Institutional investors are "underweight" technology stocks overall, yet they still really love big names in the sector like Alphabet, Facebook and Microsoft, according to a new report out Tuesday from eVestment, which tracks money manager ownership trends.

The quarterly report showed that as a whole, large-cap growth equity funds significantly went underweight the broader tech sector at the end of the second quarter 2017, the latest period in which data is available. The researchers looked at nearly 7,000 equity strategies from investors like mutual funds and pension funds.

The five most heavily weighted stocks were Alphabet, Apple, Amazon, Facebook and Microsoft. No surprises there. But the average weight of tech stocks was 28.4 percent, significantly lower than the nearly 31 percent weighting tech has in the Russell 1000 Growth Index as a whole.

The strange disparity serves as a reminder that these five giant stocks don't make up an entire sector, and much attention paid to those big names often takes away from what's happening elsewhere in the sector.

Growing value

Another interesting detail in the report. Looking at large cap growth funds and large cap value funds, they have one big similarity: Many of the same holdings. Companies like Apple and Microsoft are in the top-10 most weighted stocks for growth funds and they're in the top 10 for value funds.

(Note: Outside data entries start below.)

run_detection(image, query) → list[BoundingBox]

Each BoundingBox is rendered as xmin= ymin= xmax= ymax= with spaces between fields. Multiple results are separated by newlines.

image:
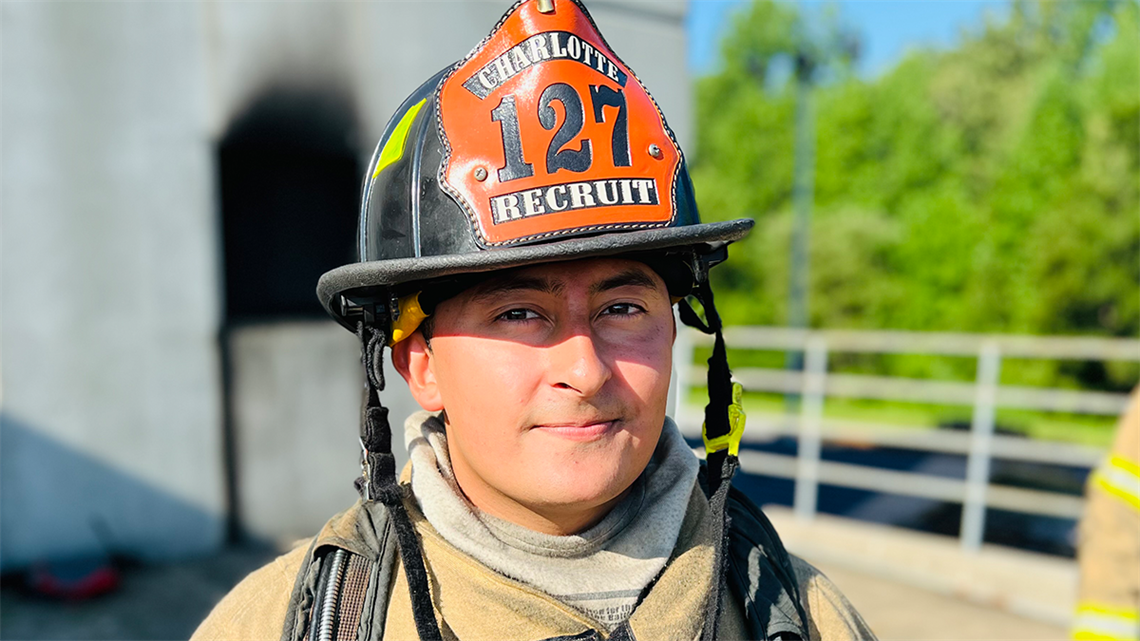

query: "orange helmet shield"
xmin=438 ymin=0 xmax=681 ymax=246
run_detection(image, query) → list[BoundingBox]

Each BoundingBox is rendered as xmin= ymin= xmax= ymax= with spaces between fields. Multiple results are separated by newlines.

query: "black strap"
xmin=357 ymin=319 xmax=442 ymax=641
xmin=677 ymin=279 xmax=739 ymax=641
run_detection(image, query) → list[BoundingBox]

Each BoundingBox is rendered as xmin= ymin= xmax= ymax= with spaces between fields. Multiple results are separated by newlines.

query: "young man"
xmin=195 ymin=0 xmax=873 ymax=641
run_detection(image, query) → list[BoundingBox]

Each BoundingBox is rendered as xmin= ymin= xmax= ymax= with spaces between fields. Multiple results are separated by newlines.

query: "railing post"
xmin=961 ymin=340 xmax=1001 ymax=552
xmin=795 ymin=334 xmax=828 ymax=521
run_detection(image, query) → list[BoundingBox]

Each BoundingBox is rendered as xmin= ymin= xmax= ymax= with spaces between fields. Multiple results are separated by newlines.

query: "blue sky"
xmin=687 ymin=0 xmax=1009 ymax=75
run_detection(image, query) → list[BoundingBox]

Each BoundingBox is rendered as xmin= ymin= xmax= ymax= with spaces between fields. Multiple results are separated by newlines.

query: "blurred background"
xmin=0 ymin=0 xmax=1140 ymax=640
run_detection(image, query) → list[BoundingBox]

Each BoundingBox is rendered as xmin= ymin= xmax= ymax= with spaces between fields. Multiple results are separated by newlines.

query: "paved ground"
xmin=817 ymin=556 xmax=1068 ymax=641
xmin=0 ymin=533 xmax=1066 ymax=641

"Growth" funds focus on stocks that have the potential for growth in the near future, often currently rising faster than the market as a whole. "Value funds" seek out stocks that are undervalued at their current prices, according to Peter Laurelli, global head of research for eVestment.

"Apple and Microsoft have both been large positions for large cap value and large cap growth managers over the past year," he said.

It's a pattern you see elsewhere in the investing world: Funds that call themselves one thing, but invest in another. Or stocks that can find appeal from investors with totally different approaches. Companies being both value and growth at the same time is unusual, but not impossible.

Last week at the Delivering Alpha conference, legendary investor Julian Robertson got into this point.

"There are a lot of disadvantages of being an old goat," he said. "One of the few advantages is the fact that we've seen all this a little bit before. And right now the Apples, the Facebooks, the Googles, those great growth companies are priced cheaper than they would have ever been in the '60s , '70s , and '80s."

But it's not just the fund managers. Some of it comes down to the indexes and benchmarks they're up against. Because even the biggest growth and value ETFs share stocks in common. Microsoft, Intel, Pepsi, 3M, UnitedHealthCare and Philip Morris International appear in the top 15 most weighted of major value ETFs and major growth ETFs, according to data from ETFB.com.